Analyzing protein interactions and protein functions is crucial for the analysis of complex biological processes as well as the consequences from aberrant gene products [1]. Protein-Protein Interaction Networks (PPIN) are invaluable means enabling scientists to get a global understanding of interactomes, while analyzing individual protein functions [2]. High-throughput experiments and complete literature mining analyses have been used to deliver well-structured data into scientific databases reporting on proteins, their interactions and functions. These repositories form a precious resource to scientists, but only cover a portion of the proteome and often underrepresented alternative splice forms [3].

Alternative splicing (AS) is a cellular process that produces from a single gene different physical variants of a given protein which may differ in its structure or its function. This process produces molecular variability and contributes to the complexity of the proteomes and their interactomes. The analysis of AS shows that this process is most relevant to molecular regulation processes.
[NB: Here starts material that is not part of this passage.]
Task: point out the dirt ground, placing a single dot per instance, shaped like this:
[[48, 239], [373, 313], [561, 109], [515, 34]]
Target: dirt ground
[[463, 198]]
In this research, we attempt to identify functional variability linked to alternative splice forms within their PPINs from the scientific literature. For this purpose, we gather AS events and analyze the transcript data for 16,826 different genes from the HumanSDB3 database [4, 5]. We have collected around 4 million abstracts from NCBI’s PubMed by utilizing a rich search term set for each individual isoform by using Gene DB, Swissprot DB and synonym generation. We then utilize an SVM classifier which uses in-domain features together with standard term weights and have trained it on the BioCreative-II IAS corpus (81.31% F1-measure on test set) for selecting those abstracts which are likely to contain interaction data. Finally, we employ another SVM classifier based on syntactic features and have trained it on the AIMed corpus (F1-measure of 54.20% cross validation performance) for extracting PPI information from the selected abstracts. The obtained PPIN comprises a total of 31,819 distinct interactions between 7,161 distinct proteins out of which 5,615 are considered to represent an isoform from HumanSDB3.
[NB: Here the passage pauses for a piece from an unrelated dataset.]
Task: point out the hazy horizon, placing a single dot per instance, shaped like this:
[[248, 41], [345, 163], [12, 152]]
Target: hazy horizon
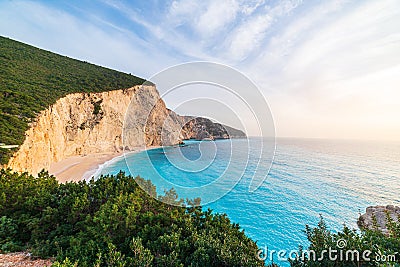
[[327, 70]]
To the best of our knowledge, neither a genome-wide PPIN for the human protein isoforms has been built nor has their variability concerning interactions and functions been analyzed. Currently, we analyze the distribution of functional annotations based on the GO terms from the literature for all the isoforms. Both PPIN and functional annotations of the isoforms will be suitable for identifying potential interactions or functional variations of AS. Our findings are linked to the HumanSDB3 database and will be available through a publicly accessible web interface for further use.